Anatomie eines Dreiecks, Erzählungen
Reihe: Caracol Prosa, Band 8
Caracol Verlag, Warth 2022
168 Seiten
ISBN 8978-3-907296-13-4
Mit Texten von: Markus Bundi, Erika Frey Timillero, Oskar Pfenninger, Jolanda Piniel, Viola Rohner, Regine Schaaf, Barbara Traber
Erika Frey Timillero beleuchtet in der titelgebenden Erzählung Anatomie eines Dreiecks die Gefühlskonflikte von Tom, Pilar und Iris, die in einer Dreiecksbeziehung gefangen sind. In Markus Bundis Geschichte Die Fee vom Bodensee eröffnet Annegret nach einem Urlaub in Bulgarien die Wohlfühloase «The Rufa», in der sie und ihre Knabberfische Körper und Seele heilen, doch eines Tages verschwindet die Fee spurlos. Jolanda Piniels Geschichten setzen sich auf ganz unterschiedliche Weise mit dem Tod auseinander. Regine Schaaf durchwandert in ihren Texten das Leben von der Jugend bis ins Alter im Zeitraffer. Oskar Pfenninger gewährt in seinen Prosaskizzen Einblicke ins Japan der 1960er-Jahre. Viola Rohner lädt in ihrer Kairo-Skizze Staub zu einem Rundgang durch das heutige Zamalek ein. Barbara Traber sollte einst Das Luxusbett anpreisen, ergründete aber stattdessen die Bedeutung von wahrem Luxus.

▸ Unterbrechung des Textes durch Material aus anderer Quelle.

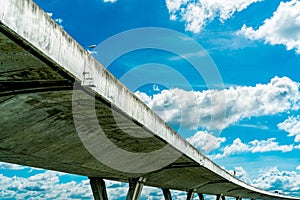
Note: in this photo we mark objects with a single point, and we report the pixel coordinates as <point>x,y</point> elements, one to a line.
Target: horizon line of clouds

Dieser Erzählband vereint Prosa von sieben Autorinnen und Autoren. Es wurde bewusst kein Thema vorgegeben, sodass die Schreibenden mit einem breiten Spektrum an Geschichten aufwarten. Jolanda Piniel präsentiert fünf teils skurrile teils philosophische Texte: Mutters Gericht, Der Bergsee, Die Suchende, Aus der Stille und Im Nebel.
Im Nebel
Aus der Talsohle steigen Schwaden auf, als gäbe es dort einen Spalt zur Hölle. Sie fransen aus, verfilzen, werden zu Gespenstern mit langgezogenen Köpfen. Oder zu Tieren, aus deren Bäuchen Gedärm quillt. Ich glaube, einen Dünndarm erkennen zu können, drei Lungen, ein Herz und vieles mehr. Keines der Organe behält seine Form. Lautlos ziehen die Nebelnomadentiere mit ihren offenen Bäuchen auf halber Höhe talaufwärts und nähern sich den Wolkengirlanden, die zuoberst im Tal die Berghänge schmücken. Höllensekret und Wolken werden eins.

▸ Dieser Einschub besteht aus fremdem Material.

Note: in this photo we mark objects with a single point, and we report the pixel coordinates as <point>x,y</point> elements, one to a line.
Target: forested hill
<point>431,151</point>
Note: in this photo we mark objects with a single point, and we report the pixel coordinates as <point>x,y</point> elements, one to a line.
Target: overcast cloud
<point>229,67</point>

Winzige Tröpfchen schweben in der Luft, reflektieren das Licht, werden vom Wind da- und dorthin getragen. Ist die Schicht dünn und scheint dahinter die Sonne, so entsteht ein luzides, jubelndes Weiß: Nahtodweiß. Doch meistens ist der Nebel grau: aschgrau, betongrau, lichtgrau, platingrau, taubengrau. Mit der Zeit bemerke ich, dass sich das Grau aus einem Gewimmel winziger Bläschen zusammensetzt, die umherschwirren, platzen und sich vervielfachen. Lebendiges Grau. Lebendnebel – Lebensnebel.

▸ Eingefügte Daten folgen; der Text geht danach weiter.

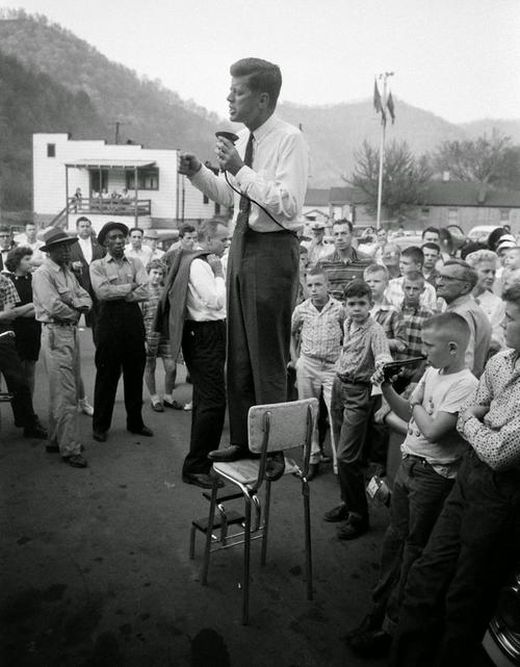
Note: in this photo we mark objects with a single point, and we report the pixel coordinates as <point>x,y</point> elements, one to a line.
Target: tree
<point>404,177</point>
<point>489,160</point>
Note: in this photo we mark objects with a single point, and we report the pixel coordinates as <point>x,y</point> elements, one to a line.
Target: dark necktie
<point>245,204</point>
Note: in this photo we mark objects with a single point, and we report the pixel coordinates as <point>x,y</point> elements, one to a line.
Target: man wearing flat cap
<point>316,248</point>
<point>59,301</point>
<point>119,283</point>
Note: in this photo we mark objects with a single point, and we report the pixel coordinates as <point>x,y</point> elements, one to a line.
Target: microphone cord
<point>243,194</point>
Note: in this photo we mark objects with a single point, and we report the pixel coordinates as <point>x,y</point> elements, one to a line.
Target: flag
<point>390,107</point>
<point>378,105</point>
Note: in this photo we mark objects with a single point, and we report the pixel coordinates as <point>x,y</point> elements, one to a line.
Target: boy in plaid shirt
<point>365,348</point>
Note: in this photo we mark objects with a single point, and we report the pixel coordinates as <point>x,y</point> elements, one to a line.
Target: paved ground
<point>96,571</point>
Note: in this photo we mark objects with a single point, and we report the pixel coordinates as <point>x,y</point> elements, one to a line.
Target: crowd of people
<point>422,341</point>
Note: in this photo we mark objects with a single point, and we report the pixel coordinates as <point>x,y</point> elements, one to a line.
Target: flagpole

Gibt es ein neugierigeres Wesen? Ein verspielteres? Ein raumergreifenderes? Ein phlegmatischeres? Ein verführerischeres? Kein Fels ist ihm zu schroff, keine Spalte zu eng, kein Unterholz zu dicht. Legt es sich ins Tal, so bleibt es dort oft stunden- oder gar tagelang liegen wie eine Schlange im Verdauungsschlaf. Doch jetzt kriecht es den Hang empor, stülpt sich über die Bäume, umzingelt mein Haus. Schon hat es meinen Balkon erklommen, fegt in kleinen Tornados über den Bretterboden, späht in meine Stube herein. Winkt und zwinkert es mir zu?
Samt ummantelt die Geräusche: das Vogelgezwitscher, die Stimmen der Nachbarn, meine Schritte. Ich gehe durch den Nebelmagen, Lebendmagen, atme ihn ein und mit ihm den Geruch nach feuchtem Gras, Rinde, Tannzapfen, Pilz, nach Erde. Sprühsamt dringt in meine Lungen, die Grenzen meines Körpers werden vage. Ich weiß nicht mehr, wo meine Zehen enden, wo sich die Ellbogen befinden, ob ich einen Bauch habe, und wenn ja, welches Volumen er hat. Auch mein Herzschlag ist Teil der Nebelstille. Ich treffe auf Spuren, frage mich, ob es meine sind.